Traditional practice, then and now

Traditional practice, then and now

With Christmas just around the corner, I have been contemplating seasonal customs and traditions. Traditions are important culturally and socially. And as a weaver, it leads me to think about the tradition of hand weaving and how it has changed in our culture and society. Initially, weaving was done out of necessity. Cloth was made for clothes to cover us and keep us warm, and later included house hold items, like blankets, table cloths, and linens. With the evolution of the industrial revolution, it is no longer necessary for us to hand weave fabric for these purposes. We have machines to do this for us now. Machines in modern society have lead to mass produced, low quality throw-away textiles, global out-sourcing, child labour, and slave labour. Machines have changed the entire textile industry and our attitude towards it. The days of hand made cloth for every day use have gone forever. The understanding that hand made cloth was precious, because it took long hours, days or sometimes weeks to complete is no longer relevant. 

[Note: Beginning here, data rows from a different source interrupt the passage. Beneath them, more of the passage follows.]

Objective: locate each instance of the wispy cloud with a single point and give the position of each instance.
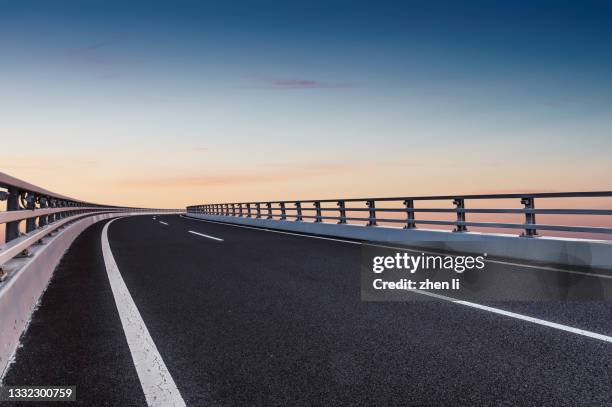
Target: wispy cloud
(297, 83)
(195, 181)
(89, 48)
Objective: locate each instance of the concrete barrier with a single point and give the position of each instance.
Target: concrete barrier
(548, 250)
(28, 279)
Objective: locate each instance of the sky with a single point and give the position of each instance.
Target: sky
(174, 103)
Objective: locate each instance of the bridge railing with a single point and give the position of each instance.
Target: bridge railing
(404, 211)
(43, 212)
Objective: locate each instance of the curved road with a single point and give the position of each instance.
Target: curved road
(245, 317)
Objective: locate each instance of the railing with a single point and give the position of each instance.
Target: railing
(43, 212)
(315, 211)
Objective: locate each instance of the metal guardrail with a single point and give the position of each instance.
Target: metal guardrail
(43, 211)
(314, 210)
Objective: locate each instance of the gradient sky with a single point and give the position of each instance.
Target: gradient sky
(175, 103)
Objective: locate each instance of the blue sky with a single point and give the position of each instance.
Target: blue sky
(262, 100)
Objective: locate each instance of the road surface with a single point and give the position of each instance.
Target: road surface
(249, 317)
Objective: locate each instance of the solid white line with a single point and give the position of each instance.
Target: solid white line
(547, 268)
(208, 236)
(514, 315)
(498, 311)
(157, 383)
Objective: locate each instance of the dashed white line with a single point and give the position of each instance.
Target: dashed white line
(275, 231)
(497, 311)
(157, 383)
(208, 236)
(507, 263)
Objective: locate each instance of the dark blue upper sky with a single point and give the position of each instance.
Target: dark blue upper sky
(484, 76)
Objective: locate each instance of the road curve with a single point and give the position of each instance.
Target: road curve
(248, 317)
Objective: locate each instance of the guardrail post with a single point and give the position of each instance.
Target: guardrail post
(409, 204)
(30, 201)
(529, 203)
(12, 204)
(317, 206)
(372, 212)
(42, 203)
(459, 205)
(342, 209)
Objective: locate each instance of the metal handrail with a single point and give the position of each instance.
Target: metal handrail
(298, 210)
(40, 207)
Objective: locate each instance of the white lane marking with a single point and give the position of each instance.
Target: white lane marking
(157, 383)
(208, 236)
(498, 311)
(507, 263)
(274, 231)
(522, 317)
(547, 268)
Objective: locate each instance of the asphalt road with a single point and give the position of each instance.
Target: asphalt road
(269, 319)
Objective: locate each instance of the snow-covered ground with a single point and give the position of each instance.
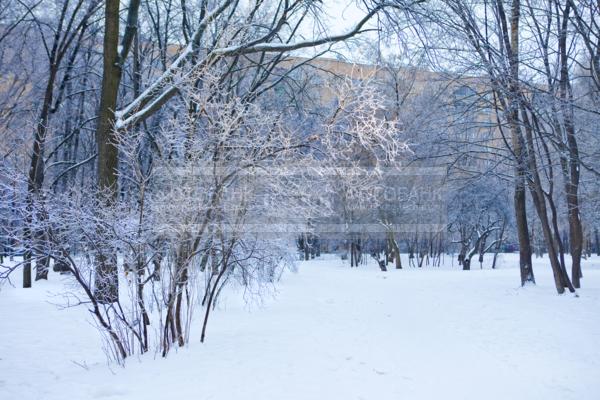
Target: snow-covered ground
(330, 333)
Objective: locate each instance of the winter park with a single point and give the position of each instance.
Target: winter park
(299, 199)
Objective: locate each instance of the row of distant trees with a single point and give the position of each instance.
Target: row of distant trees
(136, 137)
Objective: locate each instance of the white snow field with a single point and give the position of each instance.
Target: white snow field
(329, 333)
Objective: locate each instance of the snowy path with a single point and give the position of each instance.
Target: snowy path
(332, 333)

So why hand-weave?  It is hard to explain, but those of us who weave would say we do because it is part of us. We are called to do it. It feels necessary. It is essential to bring back the cultural preciousness of this age old practice. To recreate an appreciation for the slow cloth. To have renewed understanding of its meditative, rhythmic, and creative aspects in our daily lives. To reteach the importance of a society built around self sustainability, and to have social circles created around textiles: groups of women making quilts, or gathering for sewing bees, or even family sitting around mending. Making textiles was a way of life, a job, and a responsibility to society. It was a way to express ideas through symbols, pattern and colour.

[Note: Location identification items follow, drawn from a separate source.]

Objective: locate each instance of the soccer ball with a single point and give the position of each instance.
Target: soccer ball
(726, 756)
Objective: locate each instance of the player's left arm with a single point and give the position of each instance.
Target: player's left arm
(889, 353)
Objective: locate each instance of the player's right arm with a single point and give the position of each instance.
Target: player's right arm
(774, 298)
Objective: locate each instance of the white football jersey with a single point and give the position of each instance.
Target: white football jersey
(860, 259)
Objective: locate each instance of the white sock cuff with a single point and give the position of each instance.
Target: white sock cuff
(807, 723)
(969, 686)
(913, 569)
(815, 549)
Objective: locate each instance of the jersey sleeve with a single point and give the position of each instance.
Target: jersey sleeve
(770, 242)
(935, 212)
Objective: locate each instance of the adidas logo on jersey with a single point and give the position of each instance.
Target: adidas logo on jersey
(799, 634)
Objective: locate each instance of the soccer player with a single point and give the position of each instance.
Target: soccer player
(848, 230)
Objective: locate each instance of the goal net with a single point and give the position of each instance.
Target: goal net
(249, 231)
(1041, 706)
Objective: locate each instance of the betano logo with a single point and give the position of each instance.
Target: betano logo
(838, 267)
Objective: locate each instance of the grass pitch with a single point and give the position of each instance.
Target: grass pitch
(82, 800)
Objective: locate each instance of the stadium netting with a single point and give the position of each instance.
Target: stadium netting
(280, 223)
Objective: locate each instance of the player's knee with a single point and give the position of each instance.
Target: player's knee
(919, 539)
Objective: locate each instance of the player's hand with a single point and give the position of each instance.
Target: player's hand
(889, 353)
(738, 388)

To be a hand-weaver is to be connected to tradition. You need to learn the techniques and the tricks. You need to understand how to mix colour and pattern. You need to feel the nuances of the yarn, thread and the loom you use.  You need the experience of weavers before you to be able to carry on doing what they did, and what you do. This knowledge has been passed down generation after generation for thousands of years, as hand-weaving has not changed much since it began.

Weavers are carriers of tradition, of ancient skills developed millennia ago. Weavers are guardians of unknown times, keeping connection to our past, and to our ancestors. Weavers lay, thread by thread, a story; the continuation of a knowledge of how it was and how it will be.